Protein language models started by experimenting with architectures and setups very similar to NLP. In doing so, they found that many of the insights from NLP largely replicated. Larger models perform better on language modeling and on downstream tasks (discussed more in the Scaling post) and seq2seq models (of the T5 flavor) work especially well. As the field’s matured, researchers have also explored more protein-specific setups such as Family-based retrieval, which for now seems to work better than single-sequence models. While at a more nascent stage, going forward it’ll be interesting to see whether Sequence/structure models also start showing better parameter-for-parameter performance and whether even more multimodal models show interesting capabilities or performance.

Appendix #

Other modeling decisions #

Context windows #

While context length limitations are not as acute for proteins as for language or genomes, extending models’ context windows may also provide a benefit for proteins. While a 2k context is large enough for most proteins, it precludes modeling the sequences of the longest proteins such as Titin (33k residues), complexes, and certain viral assemblies (such as Adenovirus) together. Some papers such as Ankh use relative positional embeddings, which allow models to handle longer proteins than appeared in their training dataset, but I haven’t seen rigorous evaluations of how well these models can actually deal with longer lengths. Longer context windows via improvements such as FlashAttention or entirely new architectures like Hyena’s could also enable naive implementations of models like the MSA Transformer that use sets of sequences as inputs.

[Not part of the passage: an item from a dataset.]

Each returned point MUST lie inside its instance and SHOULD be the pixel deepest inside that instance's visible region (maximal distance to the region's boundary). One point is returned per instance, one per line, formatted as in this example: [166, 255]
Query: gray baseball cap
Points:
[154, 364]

Tokenization & embeddings #

Given the ease of using existing frameworks like Huggingface’s for training, some papers (Progen2) analogize amino acids to letters and tokenize them using Byte Pair Encodings (BPEs). Others (both the RITA and ESM models for example) instead embed amino acids directly, giving them an embedding alphabet size of 20. In favor of this, the RITA authors argue that the analogy between amino acids and language fails here (and I agree). The analogy fails because proteins lack a concept of words, which provide natural boundaries for common tokenizations. Tokenizing by amino acid also makes assessing biochemical understanding easier, because we can directly evaluate how well embeddings encode known biochemical properties of each amino acid. Given this, I currently expect that tokenizing each amino acid individually will become standard, but we’ll see.

Existing PLMs use positional embedding setups drawn from NLP such as relative positional embeddings. However, this seems like an area where PLMs might benefit from more protein-specific encodings that, for example, map to structural position rather than just sequence position.